Raihankana paced toward the Hierarch. And Kai sensed a shift in the flow of power, something burning and discordant. It drifted up from the gold-clad expositor like heat from a banked fire.
Tahren had helped him in the Cageling Demon Court and he wanted to help Dahin for her. But at least if they both died here, Dahin would never be taken by the Well.
As Raihankana stepped past the gold expositor, Kai lunged forward. He made it two steps before something struck him in the back, hard enough to stagger him sideways. He cried out, shocked as deep agony tore through his side; it hurt so much more in this body than it ever had in Enna’s. He knew someone must have stabbed him in the back, that Raihankana must have signaled a legionary standing behind him. Kai tried to straighten up, felt something pull at his flesh. Hard metal scraped against his ribs. He choked on a scream as the blade was withdrawn.
Raihankana turned back toward him, saying, “Now, before you die, you’ll tell us—” And Kai stopped listening, because pain meant power now, the power to use the only intention he had learned from Talamines’ memories. He lifted his hand and called fire.
The air in front of Kai sparked into flame, a ball of smoke and fire that roared across the platform.

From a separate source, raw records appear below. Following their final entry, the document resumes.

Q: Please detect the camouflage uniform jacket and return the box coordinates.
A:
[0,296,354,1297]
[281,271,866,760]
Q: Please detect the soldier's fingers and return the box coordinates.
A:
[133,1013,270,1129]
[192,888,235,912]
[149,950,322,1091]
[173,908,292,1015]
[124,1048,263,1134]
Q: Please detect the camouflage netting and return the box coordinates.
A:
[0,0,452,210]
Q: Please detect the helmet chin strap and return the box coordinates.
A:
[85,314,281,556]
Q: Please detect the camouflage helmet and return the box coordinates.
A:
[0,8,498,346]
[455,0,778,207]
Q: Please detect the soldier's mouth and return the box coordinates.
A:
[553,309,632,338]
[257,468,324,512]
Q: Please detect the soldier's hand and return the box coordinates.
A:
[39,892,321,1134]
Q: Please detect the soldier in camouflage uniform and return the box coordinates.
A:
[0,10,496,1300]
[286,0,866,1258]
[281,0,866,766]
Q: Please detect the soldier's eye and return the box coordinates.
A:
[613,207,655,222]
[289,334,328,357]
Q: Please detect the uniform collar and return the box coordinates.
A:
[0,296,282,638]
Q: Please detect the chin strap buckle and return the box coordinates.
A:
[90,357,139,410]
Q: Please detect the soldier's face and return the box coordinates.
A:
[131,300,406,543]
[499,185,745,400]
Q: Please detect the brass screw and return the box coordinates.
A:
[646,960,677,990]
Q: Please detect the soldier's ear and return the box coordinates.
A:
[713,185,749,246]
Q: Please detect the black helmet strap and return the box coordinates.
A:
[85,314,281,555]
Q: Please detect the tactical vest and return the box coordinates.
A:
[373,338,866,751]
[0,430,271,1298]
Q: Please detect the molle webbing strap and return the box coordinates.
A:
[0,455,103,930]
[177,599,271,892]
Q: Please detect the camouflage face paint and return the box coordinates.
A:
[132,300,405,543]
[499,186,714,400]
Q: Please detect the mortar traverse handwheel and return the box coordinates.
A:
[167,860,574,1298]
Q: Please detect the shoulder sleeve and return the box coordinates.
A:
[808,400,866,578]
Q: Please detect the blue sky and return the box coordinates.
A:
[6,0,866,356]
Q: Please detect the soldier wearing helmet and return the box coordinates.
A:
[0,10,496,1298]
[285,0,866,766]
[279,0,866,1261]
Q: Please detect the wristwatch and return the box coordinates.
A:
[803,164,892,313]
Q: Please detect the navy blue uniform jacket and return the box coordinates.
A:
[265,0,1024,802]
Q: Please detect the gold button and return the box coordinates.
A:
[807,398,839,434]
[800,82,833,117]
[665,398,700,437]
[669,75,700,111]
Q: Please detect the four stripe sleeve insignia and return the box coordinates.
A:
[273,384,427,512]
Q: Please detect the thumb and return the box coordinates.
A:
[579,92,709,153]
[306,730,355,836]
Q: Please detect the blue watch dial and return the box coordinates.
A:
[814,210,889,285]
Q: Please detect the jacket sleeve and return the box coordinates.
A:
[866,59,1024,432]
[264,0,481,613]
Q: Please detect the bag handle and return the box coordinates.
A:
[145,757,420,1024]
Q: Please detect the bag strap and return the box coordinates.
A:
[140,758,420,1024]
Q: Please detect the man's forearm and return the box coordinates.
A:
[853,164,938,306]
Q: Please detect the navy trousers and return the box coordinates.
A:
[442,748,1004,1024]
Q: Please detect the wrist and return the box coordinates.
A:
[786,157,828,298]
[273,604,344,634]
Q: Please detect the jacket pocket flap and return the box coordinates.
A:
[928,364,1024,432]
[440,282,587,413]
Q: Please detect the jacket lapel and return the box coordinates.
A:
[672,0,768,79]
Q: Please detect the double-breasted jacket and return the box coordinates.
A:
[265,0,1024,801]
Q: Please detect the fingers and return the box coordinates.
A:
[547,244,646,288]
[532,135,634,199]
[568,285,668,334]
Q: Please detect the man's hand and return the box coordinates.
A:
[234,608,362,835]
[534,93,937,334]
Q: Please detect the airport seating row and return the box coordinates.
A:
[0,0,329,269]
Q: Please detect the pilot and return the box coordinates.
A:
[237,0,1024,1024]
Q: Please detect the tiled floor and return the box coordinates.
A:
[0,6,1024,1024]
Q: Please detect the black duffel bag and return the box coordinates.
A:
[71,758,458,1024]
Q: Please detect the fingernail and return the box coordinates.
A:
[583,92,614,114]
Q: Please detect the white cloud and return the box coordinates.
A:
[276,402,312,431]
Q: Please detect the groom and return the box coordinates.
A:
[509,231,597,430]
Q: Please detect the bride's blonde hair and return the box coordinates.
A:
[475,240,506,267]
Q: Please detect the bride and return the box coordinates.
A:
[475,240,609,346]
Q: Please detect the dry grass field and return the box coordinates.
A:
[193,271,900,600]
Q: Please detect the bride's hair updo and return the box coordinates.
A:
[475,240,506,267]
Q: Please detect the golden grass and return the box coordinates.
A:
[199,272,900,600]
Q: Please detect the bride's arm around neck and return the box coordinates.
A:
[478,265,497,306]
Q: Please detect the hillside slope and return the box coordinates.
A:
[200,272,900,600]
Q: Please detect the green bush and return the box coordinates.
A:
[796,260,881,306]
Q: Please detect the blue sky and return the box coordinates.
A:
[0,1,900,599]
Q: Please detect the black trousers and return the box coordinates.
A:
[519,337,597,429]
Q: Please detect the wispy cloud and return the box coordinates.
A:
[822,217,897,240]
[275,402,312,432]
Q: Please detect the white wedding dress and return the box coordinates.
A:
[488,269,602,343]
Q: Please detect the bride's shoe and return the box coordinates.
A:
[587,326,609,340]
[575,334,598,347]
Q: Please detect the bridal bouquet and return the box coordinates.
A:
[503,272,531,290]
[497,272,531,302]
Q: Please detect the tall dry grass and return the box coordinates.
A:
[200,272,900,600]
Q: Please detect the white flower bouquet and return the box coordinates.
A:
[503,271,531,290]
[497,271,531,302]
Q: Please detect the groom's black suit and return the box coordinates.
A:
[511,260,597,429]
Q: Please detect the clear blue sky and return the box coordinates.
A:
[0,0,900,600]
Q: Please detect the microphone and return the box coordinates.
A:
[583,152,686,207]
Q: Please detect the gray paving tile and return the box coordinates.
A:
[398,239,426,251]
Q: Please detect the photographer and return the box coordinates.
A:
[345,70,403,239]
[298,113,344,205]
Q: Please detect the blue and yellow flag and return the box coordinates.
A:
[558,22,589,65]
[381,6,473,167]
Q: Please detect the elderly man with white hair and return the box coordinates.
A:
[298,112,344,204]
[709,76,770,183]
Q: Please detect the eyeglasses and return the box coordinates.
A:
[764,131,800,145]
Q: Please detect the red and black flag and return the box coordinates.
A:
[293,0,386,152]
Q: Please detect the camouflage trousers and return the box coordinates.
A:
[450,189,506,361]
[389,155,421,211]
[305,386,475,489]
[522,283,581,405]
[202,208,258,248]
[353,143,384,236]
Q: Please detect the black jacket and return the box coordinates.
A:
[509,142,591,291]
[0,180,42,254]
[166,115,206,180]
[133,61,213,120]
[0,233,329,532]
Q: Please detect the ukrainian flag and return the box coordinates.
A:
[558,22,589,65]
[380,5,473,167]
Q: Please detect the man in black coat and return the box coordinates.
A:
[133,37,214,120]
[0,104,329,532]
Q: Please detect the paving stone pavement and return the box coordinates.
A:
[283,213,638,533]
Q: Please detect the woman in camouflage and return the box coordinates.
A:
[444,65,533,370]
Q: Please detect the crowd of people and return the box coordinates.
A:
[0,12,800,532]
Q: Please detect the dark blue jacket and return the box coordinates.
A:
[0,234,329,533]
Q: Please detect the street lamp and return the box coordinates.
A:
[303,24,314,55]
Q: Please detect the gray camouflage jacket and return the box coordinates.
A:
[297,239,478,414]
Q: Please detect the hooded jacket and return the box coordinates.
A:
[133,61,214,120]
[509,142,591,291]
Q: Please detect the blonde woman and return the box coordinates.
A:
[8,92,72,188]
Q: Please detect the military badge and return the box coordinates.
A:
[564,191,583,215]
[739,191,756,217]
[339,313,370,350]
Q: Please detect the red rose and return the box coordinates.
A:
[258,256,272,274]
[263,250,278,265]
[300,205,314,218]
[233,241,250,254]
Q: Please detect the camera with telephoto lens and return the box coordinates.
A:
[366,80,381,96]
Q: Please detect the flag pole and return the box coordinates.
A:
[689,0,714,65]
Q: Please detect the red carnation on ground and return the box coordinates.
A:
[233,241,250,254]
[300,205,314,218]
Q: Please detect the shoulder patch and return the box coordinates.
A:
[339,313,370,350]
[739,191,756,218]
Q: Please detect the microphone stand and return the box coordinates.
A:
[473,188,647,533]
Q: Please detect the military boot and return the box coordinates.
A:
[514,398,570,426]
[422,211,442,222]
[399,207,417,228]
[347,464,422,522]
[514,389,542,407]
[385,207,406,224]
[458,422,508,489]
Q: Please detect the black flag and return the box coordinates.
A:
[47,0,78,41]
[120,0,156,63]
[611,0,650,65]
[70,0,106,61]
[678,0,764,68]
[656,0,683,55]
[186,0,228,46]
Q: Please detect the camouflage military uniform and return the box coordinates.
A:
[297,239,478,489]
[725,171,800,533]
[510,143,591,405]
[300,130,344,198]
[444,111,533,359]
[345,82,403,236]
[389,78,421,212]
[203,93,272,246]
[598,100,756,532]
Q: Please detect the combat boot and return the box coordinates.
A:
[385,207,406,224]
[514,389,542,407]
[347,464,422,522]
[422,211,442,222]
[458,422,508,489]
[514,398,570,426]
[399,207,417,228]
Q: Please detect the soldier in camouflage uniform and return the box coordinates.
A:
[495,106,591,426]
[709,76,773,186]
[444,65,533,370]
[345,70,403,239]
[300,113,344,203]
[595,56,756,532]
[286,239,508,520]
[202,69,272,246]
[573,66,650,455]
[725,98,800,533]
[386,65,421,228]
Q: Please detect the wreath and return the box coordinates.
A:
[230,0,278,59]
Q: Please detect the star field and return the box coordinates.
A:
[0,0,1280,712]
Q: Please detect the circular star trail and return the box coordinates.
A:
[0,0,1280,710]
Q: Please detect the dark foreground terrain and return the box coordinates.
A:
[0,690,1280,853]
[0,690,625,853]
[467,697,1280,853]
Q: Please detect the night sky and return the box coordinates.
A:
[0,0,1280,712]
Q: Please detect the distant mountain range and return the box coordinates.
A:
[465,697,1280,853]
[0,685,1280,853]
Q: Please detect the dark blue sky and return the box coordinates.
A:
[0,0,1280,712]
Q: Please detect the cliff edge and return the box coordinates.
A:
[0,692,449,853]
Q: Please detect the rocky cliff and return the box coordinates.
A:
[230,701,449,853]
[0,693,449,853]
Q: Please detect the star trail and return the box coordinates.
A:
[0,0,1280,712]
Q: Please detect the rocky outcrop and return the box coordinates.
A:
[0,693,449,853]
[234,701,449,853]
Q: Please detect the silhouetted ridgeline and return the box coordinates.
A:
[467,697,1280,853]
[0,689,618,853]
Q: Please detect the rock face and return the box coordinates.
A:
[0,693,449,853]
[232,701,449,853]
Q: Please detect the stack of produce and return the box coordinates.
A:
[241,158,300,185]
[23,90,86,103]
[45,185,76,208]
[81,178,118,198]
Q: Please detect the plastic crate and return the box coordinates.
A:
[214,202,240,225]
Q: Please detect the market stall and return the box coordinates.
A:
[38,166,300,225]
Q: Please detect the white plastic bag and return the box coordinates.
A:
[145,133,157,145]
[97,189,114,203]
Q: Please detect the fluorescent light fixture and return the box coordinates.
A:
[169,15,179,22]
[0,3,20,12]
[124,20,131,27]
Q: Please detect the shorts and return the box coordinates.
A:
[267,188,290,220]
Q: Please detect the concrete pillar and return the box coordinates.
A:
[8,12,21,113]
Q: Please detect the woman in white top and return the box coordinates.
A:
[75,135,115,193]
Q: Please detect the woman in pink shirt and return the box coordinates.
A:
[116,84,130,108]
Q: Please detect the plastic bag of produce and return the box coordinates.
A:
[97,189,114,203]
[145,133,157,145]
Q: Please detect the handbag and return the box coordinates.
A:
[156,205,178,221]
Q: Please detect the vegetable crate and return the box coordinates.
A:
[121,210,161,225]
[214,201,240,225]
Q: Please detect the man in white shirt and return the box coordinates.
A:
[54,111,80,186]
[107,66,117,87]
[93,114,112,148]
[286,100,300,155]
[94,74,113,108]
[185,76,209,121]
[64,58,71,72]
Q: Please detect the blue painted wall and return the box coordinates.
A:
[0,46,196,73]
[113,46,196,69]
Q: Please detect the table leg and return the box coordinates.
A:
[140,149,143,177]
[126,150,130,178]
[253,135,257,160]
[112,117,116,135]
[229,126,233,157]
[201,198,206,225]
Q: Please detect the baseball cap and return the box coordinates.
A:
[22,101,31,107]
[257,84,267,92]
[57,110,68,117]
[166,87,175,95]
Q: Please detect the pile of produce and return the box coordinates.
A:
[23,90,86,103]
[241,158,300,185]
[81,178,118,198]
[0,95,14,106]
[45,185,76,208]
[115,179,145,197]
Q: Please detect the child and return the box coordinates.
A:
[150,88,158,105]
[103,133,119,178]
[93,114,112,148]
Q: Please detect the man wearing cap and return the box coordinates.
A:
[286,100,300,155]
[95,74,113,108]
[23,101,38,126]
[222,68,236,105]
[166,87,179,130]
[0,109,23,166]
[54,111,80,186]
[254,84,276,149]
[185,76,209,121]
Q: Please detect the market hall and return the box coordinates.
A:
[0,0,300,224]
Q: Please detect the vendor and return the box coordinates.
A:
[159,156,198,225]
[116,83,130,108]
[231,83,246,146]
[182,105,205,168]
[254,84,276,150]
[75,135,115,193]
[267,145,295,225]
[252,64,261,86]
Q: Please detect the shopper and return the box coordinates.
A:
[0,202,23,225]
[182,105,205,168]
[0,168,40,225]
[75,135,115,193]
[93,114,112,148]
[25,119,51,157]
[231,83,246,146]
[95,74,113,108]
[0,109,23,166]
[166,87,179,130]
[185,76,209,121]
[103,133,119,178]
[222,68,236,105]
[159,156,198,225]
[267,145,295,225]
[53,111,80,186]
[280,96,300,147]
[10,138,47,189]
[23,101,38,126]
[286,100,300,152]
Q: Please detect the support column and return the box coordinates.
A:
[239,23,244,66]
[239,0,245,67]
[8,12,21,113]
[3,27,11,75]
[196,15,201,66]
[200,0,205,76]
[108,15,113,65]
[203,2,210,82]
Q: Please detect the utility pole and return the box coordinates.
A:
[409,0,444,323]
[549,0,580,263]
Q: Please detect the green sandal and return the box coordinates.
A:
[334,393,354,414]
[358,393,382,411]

Heat bloomed against Kai’s face and mortals scattered, screamed. Raihankana staggered back, and Kai lost his view of the Hierarch in the smoke.
It wouldn’t last, Kai had only moments to take advantage of the distraction. He slammed into the expositor, shoved a hand under the gold veil and grabbed his face. Kai felt a gasp against his hand as he ripped away at the expositor’s life. It gave Kai the instant he needed to drag the dagger out of his belt and stab him just below the sternum. He knew the expositor would resist him at least as hard as Cantenios; he had no time for a lengthy battle. The expositor went limp under his hand and Kai shoved away. A cursebreaker swung through the air he had occupied and hit the dying expositor instead.
Kai spun, dropped the legionary next to Dahin with a hand to the bare flesh of his arm. He grabbed Dahin by the tunic and ran for the pool.
The rim was under his feet just as the world went black. Then he slammed face-first into water. Sputtering, floundering, he still had a death grip on Dahin’s tunic; he must have been struck a glancing blow with a cursebreaker but it had only knocked him out for an instant.
On the platform, mortals shouted and scrambled away from the fading fire cloud, but the surviving expositors recovered fast. Kai felt the pressure in his head grow as they drew power from the Well to attack. His feet weren’t touching the bottom and this was terrifying. But he pulled the intention out of his chest and slapped it down on the water, and pushed all the life and pain he had left into it.
It would have been both fatal and embarrassing if the intention only caused a little fountain of water, or made a gentle rain fall. But Ziede thought there must be a good reason it had been on the wall behind the Cageling Court’s water source, and not in the basin itself. And what was left of Talamines had been certain she was right.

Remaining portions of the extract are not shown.